O pirata de Silopoileh II - Conto

O seu pai não dava muita importância ao nascimento do filho. Tinha mais com o que se preocupar. Não tinha culpa se, por um momento em domínio do gozo, fecundara aquela maluca. Não tinha juízo mesmo, agora ela era pior. Doidinha só a gota! Só era chamar. Tava sempre pronta. E foi assim que aquele desmiolado veio ao mundo. Criado ao léu, sem limites, virou um Zé Gomes da vida. Logo cedo vieram as queixas dos vizinhos e as brigas intermináveis. Ora uma briga com um colega, ora um gesto obsceno com uma senhora, ora um roubo num quintal qualquer. Vildor era um acúmulo de problemas. Os pais? Nada! É esse povinho daqui. Não tem o que fazer. Isso é inveja. Não podem ver ninguém crescer... Vildor sempre tinha razão. Toda mãe é santa. Todo pai tem seu caminho de razão.
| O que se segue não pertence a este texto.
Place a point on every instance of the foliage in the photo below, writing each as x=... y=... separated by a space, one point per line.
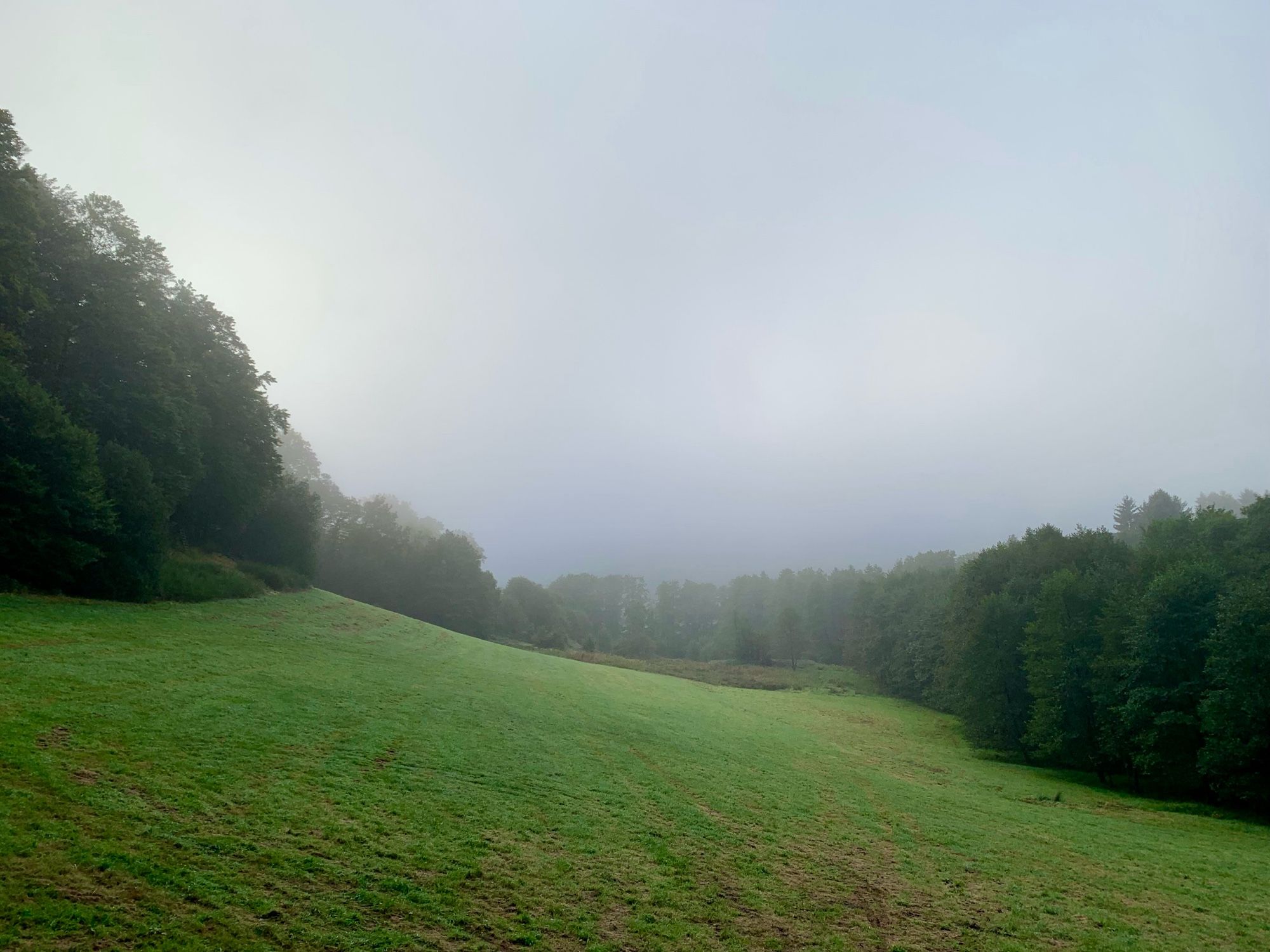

Assim foi crescendo o garoto. Um dia seu pai ganhou na loteria. Acertou as cinco dezenas da Quina. Mais de trezentos mil reais. Em Silopoileh todos tiveram problemas com Vildor. Mas agora Vildor estava com a mão numa grana razoável. Não demorou muito muitos amigos aparecerem. Sim. O pai de Vildor melhorou a casa, comprou um caminhão e saiu pelo mundo com o filho. Noitadas, viagens sem nexo. O dinheiro foi minguando.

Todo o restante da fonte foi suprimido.